Tuesday, March 21, 2006

Springboard! Session 9: Time Management

What is Springboard!? Click here.

Today’s learning outcomes: Examining Values, Creative Problem Solving, Inquiry and Self-Assurance

This all important session offers formulas for evaluating time management skills and it’s amazing! One of my favorite sessions.

First, a warm-up activity: we stand in a circle and begin tossing a tennis ball in a designated pattern, next a second tennis ball is added. Then a large ball must be passed counter-clockwise, as second ball is added and passed clockwise, etc… The balls are designated as “the first big test,” “relationship problems,” “extracurricular obligations,” “part time job,” etc… Before you know it, balls start dropping, just like life can get crazy. This is to show that to manage the craziness, we must focus on where we’re throwing next, have good communication with those around us, cultivate good time management skills and try to find balance.

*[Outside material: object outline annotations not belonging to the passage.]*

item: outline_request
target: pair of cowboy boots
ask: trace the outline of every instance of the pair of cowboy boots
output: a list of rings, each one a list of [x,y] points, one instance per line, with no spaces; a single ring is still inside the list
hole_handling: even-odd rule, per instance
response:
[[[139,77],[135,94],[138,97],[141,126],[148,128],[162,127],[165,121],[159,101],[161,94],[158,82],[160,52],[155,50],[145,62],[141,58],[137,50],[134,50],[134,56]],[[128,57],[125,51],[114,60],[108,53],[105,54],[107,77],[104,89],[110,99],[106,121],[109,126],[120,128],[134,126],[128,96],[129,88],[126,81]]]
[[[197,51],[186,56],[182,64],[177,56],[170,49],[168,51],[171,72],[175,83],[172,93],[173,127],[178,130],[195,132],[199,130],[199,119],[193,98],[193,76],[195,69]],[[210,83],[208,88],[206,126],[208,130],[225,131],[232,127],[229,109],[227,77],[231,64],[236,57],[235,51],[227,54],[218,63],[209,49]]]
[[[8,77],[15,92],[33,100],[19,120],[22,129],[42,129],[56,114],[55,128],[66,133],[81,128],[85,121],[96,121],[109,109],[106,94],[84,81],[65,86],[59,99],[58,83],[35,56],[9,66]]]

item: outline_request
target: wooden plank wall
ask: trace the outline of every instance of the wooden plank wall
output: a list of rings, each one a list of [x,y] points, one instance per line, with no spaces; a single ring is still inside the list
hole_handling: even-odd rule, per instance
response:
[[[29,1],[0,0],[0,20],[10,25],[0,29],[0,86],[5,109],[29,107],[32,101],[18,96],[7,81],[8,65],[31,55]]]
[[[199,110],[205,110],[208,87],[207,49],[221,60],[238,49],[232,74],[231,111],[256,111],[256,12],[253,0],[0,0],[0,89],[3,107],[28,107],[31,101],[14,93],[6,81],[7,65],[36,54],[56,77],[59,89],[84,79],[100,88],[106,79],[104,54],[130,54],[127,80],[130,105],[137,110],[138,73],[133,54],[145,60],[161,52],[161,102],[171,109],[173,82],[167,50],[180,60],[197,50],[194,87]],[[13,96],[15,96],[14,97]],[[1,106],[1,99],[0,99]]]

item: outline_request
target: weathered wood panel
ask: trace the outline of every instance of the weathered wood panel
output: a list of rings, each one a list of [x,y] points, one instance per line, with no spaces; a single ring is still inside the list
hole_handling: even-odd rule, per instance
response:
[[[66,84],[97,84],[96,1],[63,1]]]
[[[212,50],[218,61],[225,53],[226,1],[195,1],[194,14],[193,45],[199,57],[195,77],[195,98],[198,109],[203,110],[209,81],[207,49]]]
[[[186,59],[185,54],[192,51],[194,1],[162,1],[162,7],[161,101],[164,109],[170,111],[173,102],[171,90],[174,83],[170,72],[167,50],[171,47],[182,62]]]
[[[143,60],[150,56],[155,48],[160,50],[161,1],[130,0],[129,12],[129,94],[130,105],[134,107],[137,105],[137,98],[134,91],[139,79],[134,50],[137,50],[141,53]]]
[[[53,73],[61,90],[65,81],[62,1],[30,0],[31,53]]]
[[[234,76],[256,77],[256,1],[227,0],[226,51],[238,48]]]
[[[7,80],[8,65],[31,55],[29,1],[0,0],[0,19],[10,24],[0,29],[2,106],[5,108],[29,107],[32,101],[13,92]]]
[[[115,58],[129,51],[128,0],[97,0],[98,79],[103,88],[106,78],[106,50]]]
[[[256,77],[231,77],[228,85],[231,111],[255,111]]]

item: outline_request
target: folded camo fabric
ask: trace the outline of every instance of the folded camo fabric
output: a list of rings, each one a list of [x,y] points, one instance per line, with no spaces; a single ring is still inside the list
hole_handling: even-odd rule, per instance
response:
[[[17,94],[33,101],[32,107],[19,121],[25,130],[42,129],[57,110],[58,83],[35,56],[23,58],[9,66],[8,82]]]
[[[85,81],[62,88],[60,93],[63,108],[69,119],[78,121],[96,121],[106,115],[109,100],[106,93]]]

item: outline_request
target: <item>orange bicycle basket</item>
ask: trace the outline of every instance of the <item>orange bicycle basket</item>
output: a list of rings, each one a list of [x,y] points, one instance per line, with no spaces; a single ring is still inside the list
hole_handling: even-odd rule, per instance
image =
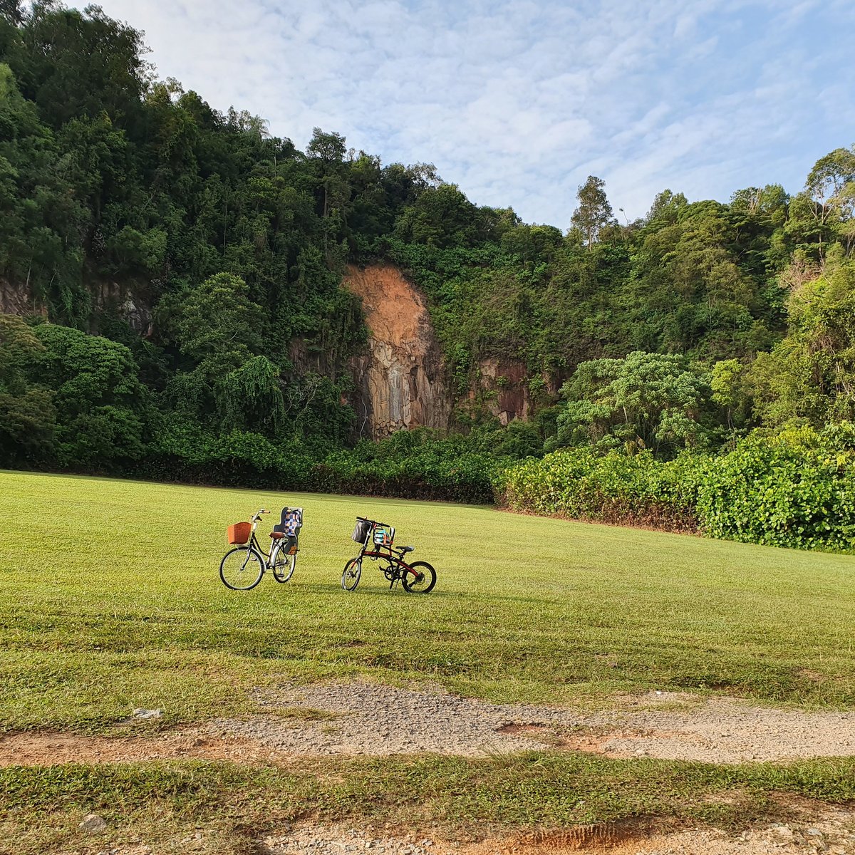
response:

Next, we were all asked to fill out daily logs for an average weekday and a weekend day. We then label the activities within our logs as either an “A,” absolute necessity, “B,” basic need, “C,” choice, “D,” desirable or “E,” eliminate. A great demonstration is given to show why you must do your necessities and needs (like health and school) before desires (like 5 hours of video games):
Apples and oranges in a clear container represent necessities/needs; it fills up quickly, but there is still room for golf balls, or needs/choices. It looks as though there is no room left, but fish tank rocks can still be added to represent desires; finally, there is still room to add water, or everything you really shouldn’t be doing! On the flip side, if you start with a container of water, you can add some fish tank rocks, but golf balls, apples and oranges cause overflow.

Last is a time awareness exercise, also great for anyone to do:

Write down how many hours per week you think you spend in each of the following categories: class, studying, homework, other work, grooming, socializing, relaxation, traveling if you’re a commuter like me, volunteer work, exercise, etc...

There are 168 hours in a week.

From 168 subtract how many hours a week you sleep (56 for eight hours of sleep a night ).
Subtract how much time eating takes (approximate 21 if you take an hour a meal).
Continue subtracting the amounts you wrote down for the above categories.

Are you left with more time than you ever thought you had, or are you running on negative hours every week?